Simplified to remove features unrelated to the present study, the experience-weighted attraction (EWA) model of Camerer and Ho (1999) is described by the following equations: equation(Equation 1) nc,t=nc,t−1×ρ+1,nc,t=nc,t−1×ρ+1,and equation(Equation 2) vc,t=(vc,t−1×φ×nc,t−1+λt−1)/nc,t.vc,t=(vc,t−1×φ×nc,t−1+λt−1)/nc,t.Here, ns,t is the “experience weight” of stimulus s (blue or yellow) on trial t, which is updated on every trial, using the experience decay factor ρ. vc,t is the value of choice c on trial t, λt ∈0, 1 for the outcome received in response to that choice and φ is the decay factor for the previous payoffs, equivalent to the learning rate in the Rescorla-Wagner model. In particular,
note that for ρ = 0, nc,t is everywhere 1, and the model reduces to Rescorla-Wagner. For ρ > 0, the experience weights promote more sluggish updating with time. Note Selumetinib in vivo that a rearrangement of the parameters is required to see the equivalence between these equations and Rescorla-Wagner.
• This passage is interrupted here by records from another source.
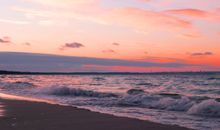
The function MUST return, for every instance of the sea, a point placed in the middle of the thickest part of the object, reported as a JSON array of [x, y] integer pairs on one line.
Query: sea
[[190, 100]]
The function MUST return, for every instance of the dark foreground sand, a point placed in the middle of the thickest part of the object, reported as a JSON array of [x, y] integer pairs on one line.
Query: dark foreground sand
[[26, 115]]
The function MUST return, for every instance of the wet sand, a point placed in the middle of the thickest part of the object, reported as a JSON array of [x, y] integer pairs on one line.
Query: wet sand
[[27, 115]]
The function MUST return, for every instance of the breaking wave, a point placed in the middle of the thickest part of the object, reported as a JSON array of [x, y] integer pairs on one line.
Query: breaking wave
[[66, 91], [17, 85], [209, 108]]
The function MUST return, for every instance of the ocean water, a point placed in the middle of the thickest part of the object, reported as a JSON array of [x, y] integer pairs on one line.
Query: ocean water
[[189, 100]]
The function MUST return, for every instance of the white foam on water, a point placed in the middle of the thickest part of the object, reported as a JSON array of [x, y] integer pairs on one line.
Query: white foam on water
[[208, 108]]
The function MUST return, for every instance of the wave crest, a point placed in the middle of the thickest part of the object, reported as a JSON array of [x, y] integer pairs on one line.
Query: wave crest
[[66, 91], [209, 108]]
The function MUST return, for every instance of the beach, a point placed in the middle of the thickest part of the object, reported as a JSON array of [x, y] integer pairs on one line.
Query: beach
[[29, 115]]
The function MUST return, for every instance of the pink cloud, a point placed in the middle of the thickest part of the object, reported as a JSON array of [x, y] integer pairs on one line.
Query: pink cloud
[[197, 13]]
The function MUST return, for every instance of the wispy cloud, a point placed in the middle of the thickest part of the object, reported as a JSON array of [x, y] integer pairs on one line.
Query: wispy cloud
[[116, 44], [14, 21], [72, 45], [27, 44], [197, 13], [108, 51], [44, 62], [202, 54], [5, 40]]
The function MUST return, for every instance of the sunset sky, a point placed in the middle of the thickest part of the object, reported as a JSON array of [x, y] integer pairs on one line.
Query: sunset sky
[[174, 35]]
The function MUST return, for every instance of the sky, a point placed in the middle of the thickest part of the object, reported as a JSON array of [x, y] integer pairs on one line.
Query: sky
[[141, 35]]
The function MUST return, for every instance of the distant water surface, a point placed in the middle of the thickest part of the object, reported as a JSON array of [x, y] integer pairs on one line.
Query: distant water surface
[[189, 100]]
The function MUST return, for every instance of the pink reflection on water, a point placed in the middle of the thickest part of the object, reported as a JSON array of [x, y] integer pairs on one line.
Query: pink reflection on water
[[14, 97]]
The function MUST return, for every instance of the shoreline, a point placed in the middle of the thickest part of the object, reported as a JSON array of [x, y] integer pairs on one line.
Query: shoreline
[[31, 115]]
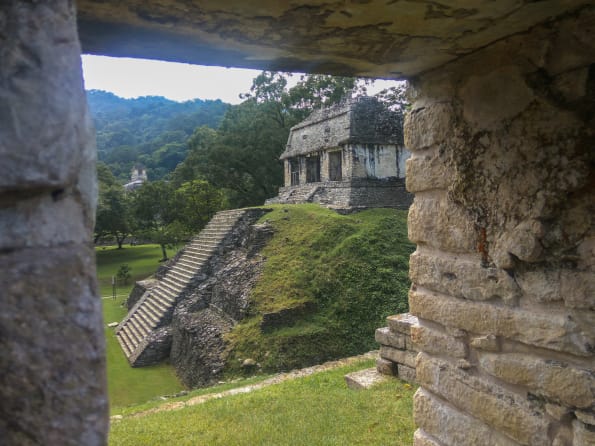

The Rescorla-Wagner learning rate, usually denoted α, is here equivalent to (1 – φ). Moreover, the softmax inverse temperature β, below, is equivalent to the product βα in Rescorla-Wagner. This is because the values vc,t learned here are scaled
by a constant factor of 1/α relative to those learned by their Rescorla-Wagner equivalents. This rescaling makes the find more model more numerically stable at small α. through The hypothesis reflected by this model is that perseverative behavior is caused by reduced learning from punishment, where punishment to the previously rewarded stimulus has little effect, resulting in a failure to devalue this stimulus. This model is described by the following equations: equation(Equation 3) vc,t=vc,t−1+αpun×(λt−1−vc,t−1)+αrew×(λt−1−vc,t−1)vc,t=vc,t−1+αpun×(λt−1−vc,t−1)+αrew×(λt−1−vc,t−1)and equation(Equation 4) v¬c,t=v¬c,t−1,v¬c,t=v¬c,t−1,where αpun is the punishment
learning rate (0 on reward trials), and αrew is the learning rate for reward (0 on punishment trials). V¬c,t is the value of the unchosen option. Note that only the chosen stimulus is updated. For both models, to select an action based on the computed values, we used a softmax choice function to compute the probability of each choice. For a given set of parameters, this equation allows us to compute the probability of the next choice being “i” given the previous choices: equation(Equation 5) p(ct+1=i)=eβQ(c=i,t+1)∑jeβQ(c=j,t+1).Here, β is the inverse temperature parameter. For both models, we fit all parameters separately to the choices of each individual ([RP: αpun, αrew; β; EWA: ϕ,ρ, β]). To facilitate stable estimation across so large a group of subjects, we used weakly informative priors (Table 1) to regularize the estimated priors toward realistic ones. Thus we use maximum a posteriori (MAP; rather than maximum likelihood) estimation (Daw, 2011).